Я съехал на обочину и обернулся к ней, стараясь скрыть изумление. Холли с готовностью подняла сумку на колени, чтобы я мог взглянуть на удручающую пустоту. Что тут скажешь? Я откинулся на спинку сиденья и прикрыл глаза. Холли молчала.

– Когда я брал тебя с собой, не подумал, какая ты прожорливая, – заметил я.

Холли не ответила. Я прикидывал, сколько придется ехать до населенного пункта, чтобы купить продукты. Денег было не очень много, каждый цент на счету. Холли издала странный булькающий звук, и я повернулся к ней.

Она сидела, раскинув руки, и содрогалась в жутких конвульсиях.

– Холли? – Я встряхнул ее за плечи и услышал жуткий, словно предсмертный хрип из глотки. – Холли!

С бледно-розовых губ брызнула пена, голубые глаза закатились, обнажив белки, пронизанные сосудами. Не зная, что делать, я снова потряс ее. Мелькнула мысль: нужно вытащить язык, пока она не подавилась, – так делают при эпилепсии. Крепко схватив Холли за подбородок, я сунул пальцы в ее приоткрытый рот.

– Давай же!

Язык трепыхнулся, как рыбка. Я выругался. Зубы Холли крепко и болезненно сомкнулись на моих пальцах, но я бесцеремонно пропихнул руку дальше и схватил склизкий извивающийся язык. Холли громко кашляла и хрипела, но, по крайней мере, теперь она не могла подавиться. Отчаявшись, я хотел ударить ее по щеке свободной рукой, но тут все прекратилось. Я замер, вглядываясь в распахнутые, сияющие двумя голубыми топазами глаза.

Холли сосала кровь.

Я отстранился и вытащил из ее рта пальцы. Укусы неприятно саднили, но я знал, что вскоре, хоть и не так быстро, как прежде, они затянутся. Холли так и сидела с приоткрытым ртом, сочащимся слюной.

– Эй… Холли. Эй.

Ее глаза погасли, губы снова сомкнулись. Я вытер мокрые пальцы о засаленные джинсы.

– Похоже, вопрос о твоем дальнейшем питании решился сам собой?

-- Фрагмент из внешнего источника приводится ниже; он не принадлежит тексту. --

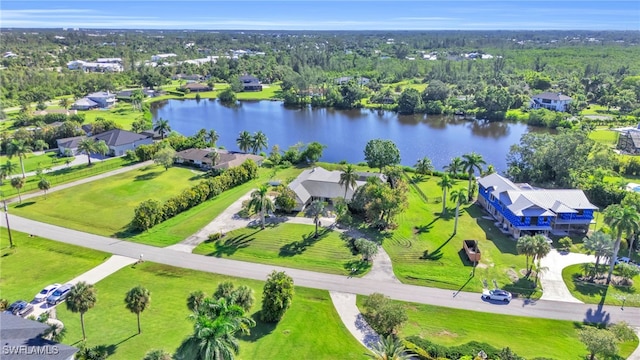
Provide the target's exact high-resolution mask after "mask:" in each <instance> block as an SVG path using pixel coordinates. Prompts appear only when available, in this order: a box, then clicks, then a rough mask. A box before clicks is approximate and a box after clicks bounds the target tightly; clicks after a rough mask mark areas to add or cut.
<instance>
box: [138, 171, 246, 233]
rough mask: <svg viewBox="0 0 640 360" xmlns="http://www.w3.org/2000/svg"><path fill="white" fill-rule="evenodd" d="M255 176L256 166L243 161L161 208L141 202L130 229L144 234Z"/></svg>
mask: <svg viewBox="0 0 640 360" xmlns="http://www.w3.org/2000/svg"><path fill="white" fill-rule="evenodd" d="M257 176H258V166H257V165H256V163H255V162H253V161H252V160H247V161H245V162H244V163H243V164H242V165H240V166H238V167H234V168H231V169H228V170H226V171H224V172H223V173H222V174H221V175H219V176H216V177H214V178H211V179H207V180H204V181H202V182H200V183H199V184H198V185H195V186H193V187H191V188H189V189H186V190H184V191H183V192H182V193H181V194H179V195H176V196H174V197H172V198H170V199H168V200H167V201H165V202H164V203H162V204H161V203H160V202H159V201H156V200H152V199H150V200H146V201H143V202H142V203H140V205H138V206H137V207H136V209H135V212H134V216H133V220H132V221H131V224H130V226H131V228H132V229H133V230H136V231H145V230H148V229H150V228H152V227H153V226H155V225H157V224H160V223H161V222H163V221H165V220H168V219H170V218H172V217H174V216H176V215H178V214H180V213H181V212H184V211H187V210H189V209H191V208H192V207H194V206H197V205H200V204H201V203H203V202H205V201H207V200H209V199H212V198H214V197H216V196H218V195H220V194H221V193H222V192H224V191H227V190H229V189H231V188H233V187H236V186H238V185H240V184H244V183H246V182H247V181H250V180H252V179H255V178H256V177H257Z"/></svg>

Холли моргнула. И расплылась в холодной, незнакомой, недетской улыбке.

* * *

К полудню метель улеглась, и унылое шоссе, окруженное все теми же унылыми степями и низкими синеватыми горами, стало нагонять вселенскую тоску. Холли мирно спала, но я все равно нервно косился на нее время от времени. Ее глаза источали свет, такой яркий, будто вся она состояла из чистой энергии. Взгляд Королевы – безумный, пронзительный и холодный – не подходил к нежному детскому лицу, создавал такое же нелепое впечатление, как голова бородатого мужчины на теле младенца. Я потер переносицу. Бодрствовать днем было невыносимо. Две недели мы ездили, и порой приходилось останавливаться во вшивых гостиницах и мотелях, спать днем, пока Холли смотрела мультики. Левая рука начала терять чувствительность. Сегодня я долго и с силой щипал ее, но тщетно – будто мнешь мешок с мукой. Это меня беспокоило – с одной рукой будет сложно отбиваться от слуг Королевы. С другой стороны, я уже достаточно пожил, даже для имаго… Из груди вырвался протяжный вздох: каждый раз при мысли об Оливии щемило сердце. Худшим было то, что я не знал, жива она или нет. На кого я оставлю Холли, если погибну сам?